Proton beam reirradiation for locally recurrent pancreatic adenocarcinoma

Authors: Pamela J. Boimel, Abigail T. Berman, Jonathan Li, Smith Apisarnthanarax, Stefan Both, Kristi Lelionis, Gary L. Larson, Ursina Teitelbaum, John N. Lukens, Edgar Ben-Josef, James M. Metz, John P. Plastaras


Background: Local recurrence following definitive treatment for pancreatic adenocarcinoma is common and can be associated with significant morbidity and mortality. Retreatment options for these patients are limited. Proton beam reirradiation (PRT) may limit dose and toxicity to previously irradiated normal tissues in patients without evidence of metastatic disease.
Methods: Between 8/2010–2/2015, 15 patients with isolated, locally-recurrent pancreatic cancer were treated with PRT. Acute toxicity was graded using CTC v 4.0 and defined as occurring within 90 days. Kaplan-Meier survival analysis was performed from the start of PRT. A log-rank test was used to compare survival with or without concurrent chemotherapy.

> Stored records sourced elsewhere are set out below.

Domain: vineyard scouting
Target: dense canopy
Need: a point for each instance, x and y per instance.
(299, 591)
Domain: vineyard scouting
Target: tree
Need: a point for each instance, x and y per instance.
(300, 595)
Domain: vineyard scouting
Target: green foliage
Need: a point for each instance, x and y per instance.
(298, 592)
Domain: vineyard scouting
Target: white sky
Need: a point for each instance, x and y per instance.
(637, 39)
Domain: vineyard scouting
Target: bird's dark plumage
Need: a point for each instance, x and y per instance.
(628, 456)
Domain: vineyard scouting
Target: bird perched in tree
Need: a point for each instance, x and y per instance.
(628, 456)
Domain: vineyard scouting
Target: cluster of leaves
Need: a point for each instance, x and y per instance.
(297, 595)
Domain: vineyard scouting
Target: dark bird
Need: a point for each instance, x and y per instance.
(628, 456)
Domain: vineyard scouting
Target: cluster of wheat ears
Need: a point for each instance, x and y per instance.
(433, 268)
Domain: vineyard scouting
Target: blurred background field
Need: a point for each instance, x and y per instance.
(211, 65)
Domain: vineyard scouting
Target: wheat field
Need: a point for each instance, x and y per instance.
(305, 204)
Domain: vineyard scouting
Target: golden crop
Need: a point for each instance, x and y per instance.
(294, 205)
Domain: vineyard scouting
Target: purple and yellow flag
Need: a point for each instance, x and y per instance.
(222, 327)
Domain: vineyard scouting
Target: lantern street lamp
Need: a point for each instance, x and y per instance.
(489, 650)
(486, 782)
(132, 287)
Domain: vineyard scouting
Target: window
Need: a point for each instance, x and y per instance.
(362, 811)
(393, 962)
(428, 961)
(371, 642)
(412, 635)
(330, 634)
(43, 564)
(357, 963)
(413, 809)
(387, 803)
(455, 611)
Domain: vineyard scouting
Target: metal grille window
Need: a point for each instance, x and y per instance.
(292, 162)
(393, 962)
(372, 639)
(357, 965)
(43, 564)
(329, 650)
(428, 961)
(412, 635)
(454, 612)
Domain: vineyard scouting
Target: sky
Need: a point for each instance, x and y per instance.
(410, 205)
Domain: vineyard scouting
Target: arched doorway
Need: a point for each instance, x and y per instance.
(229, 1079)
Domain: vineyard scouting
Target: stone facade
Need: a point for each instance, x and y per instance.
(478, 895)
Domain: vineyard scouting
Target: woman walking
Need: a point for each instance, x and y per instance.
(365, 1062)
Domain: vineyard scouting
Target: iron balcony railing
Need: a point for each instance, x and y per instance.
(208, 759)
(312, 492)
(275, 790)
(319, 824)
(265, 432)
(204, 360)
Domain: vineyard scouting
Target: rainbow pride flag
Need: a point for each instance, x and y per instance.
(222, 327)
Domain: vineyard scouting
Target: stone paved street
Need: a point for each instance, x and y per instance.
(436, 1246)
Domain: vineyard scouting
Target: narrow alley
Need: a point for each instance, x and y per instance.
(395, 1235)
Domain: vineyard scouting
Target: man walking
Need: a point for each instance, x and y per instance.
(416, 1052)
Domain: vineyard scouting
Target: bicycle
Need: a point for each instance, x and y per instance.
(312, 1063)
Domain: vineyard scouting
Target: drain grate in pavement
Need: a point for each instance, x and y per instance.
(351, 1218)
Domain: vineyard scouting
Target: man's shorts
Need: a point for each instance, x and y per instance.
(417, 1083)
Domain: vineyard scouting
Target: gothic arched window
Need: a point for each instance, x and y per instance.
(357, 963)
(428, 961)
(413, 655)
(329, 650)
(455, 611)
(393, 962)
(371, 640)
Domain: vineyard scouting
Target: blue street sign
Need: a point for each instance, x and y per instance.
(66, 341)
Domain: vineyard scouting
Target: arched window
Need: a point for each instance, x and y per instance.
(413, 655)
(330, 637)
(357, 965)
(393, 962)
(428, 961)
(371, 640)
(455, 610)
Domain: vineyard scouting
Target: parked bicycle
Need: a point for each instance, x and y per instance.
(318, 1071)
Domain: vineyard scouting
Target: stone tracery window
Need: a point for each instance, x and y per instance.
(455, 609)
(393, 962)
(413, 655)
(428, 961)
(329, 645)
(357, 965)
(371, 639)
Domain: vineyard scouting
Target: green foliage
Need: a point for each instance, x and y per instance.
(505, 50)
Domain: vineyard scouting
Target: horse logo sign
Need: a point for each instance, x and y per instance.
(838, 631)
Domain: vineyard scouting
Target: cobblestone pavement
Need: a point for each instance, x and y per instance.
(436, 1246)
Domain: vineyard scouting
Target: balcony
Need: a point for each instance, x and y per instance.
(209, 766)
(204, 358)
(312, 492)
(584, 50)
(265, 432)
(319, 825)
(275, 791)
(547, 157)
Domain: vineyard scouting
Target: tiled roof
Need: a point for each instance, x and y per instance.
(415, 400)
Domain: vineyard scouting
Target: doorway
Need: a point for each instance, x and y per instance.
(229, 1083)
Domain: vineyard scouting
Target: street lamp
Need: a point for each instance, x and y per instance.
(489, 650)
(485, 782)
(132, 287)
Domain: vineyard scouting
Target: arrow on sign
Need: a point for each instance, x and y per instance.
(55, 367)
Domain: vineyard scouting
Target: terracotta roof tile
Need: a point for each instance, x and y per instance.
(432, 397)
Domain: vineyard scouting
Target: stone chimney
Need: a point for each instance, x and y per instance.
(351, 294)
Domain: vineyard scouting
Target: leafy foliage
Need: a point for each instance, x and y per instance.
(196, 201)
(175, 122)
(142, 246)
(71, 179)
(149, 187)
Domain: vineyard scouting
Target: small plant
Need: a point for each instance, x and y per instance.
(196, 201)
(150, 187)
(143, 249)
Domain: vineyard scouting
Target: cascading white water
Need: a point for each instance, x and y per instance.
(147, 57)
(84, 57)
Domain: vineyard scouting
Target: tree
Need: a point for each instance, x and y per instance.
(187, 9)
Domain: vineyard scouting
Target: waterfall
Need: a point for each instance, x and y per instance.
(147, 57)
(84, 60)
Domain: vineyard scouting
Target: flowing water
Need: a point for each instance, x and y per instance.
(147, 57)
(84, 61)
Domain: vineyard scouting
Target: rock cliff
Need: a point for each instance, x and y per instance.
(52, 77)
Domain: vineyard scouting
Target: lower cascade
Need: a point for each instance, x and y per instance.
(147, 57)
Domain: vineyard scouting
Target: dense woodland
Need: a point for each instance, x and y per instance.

Results: Median follow-up was 15.7 months [2–48] from the start of PRT. The median clinical target volume (CTV) was 71 cc [15–200]. Ten (67%) patients received concurrent chemotherapy. Median PRT dose was 59.4 Gy (37.5–59.4 Gy). The median time interval from the prior treatment course was 26.7 months (7–461.3). There was a rate of 13% acute ≥ grade 3 toxicities attributed to PRT. The median overall survival (OS) was 16.7 months (95% CI, 4.7–36) and OS at 1 year was 67%. The “in-field” failure free survival at one year was 87%. The locoregional progression free survival (LPFS) and distant metastasis free survival (DMFS) at 1 year was 72% and 64% respectively. Concurrent chemotherapy was associated with a higher median survival.
Conclusions: PRT was well tolerated, resulted in prolonged clinical outcomes compared to historical controls, and should be considered as a treatment option with concurrent chemotherapy in selected patients with locally-recurrent pancreatic cancer.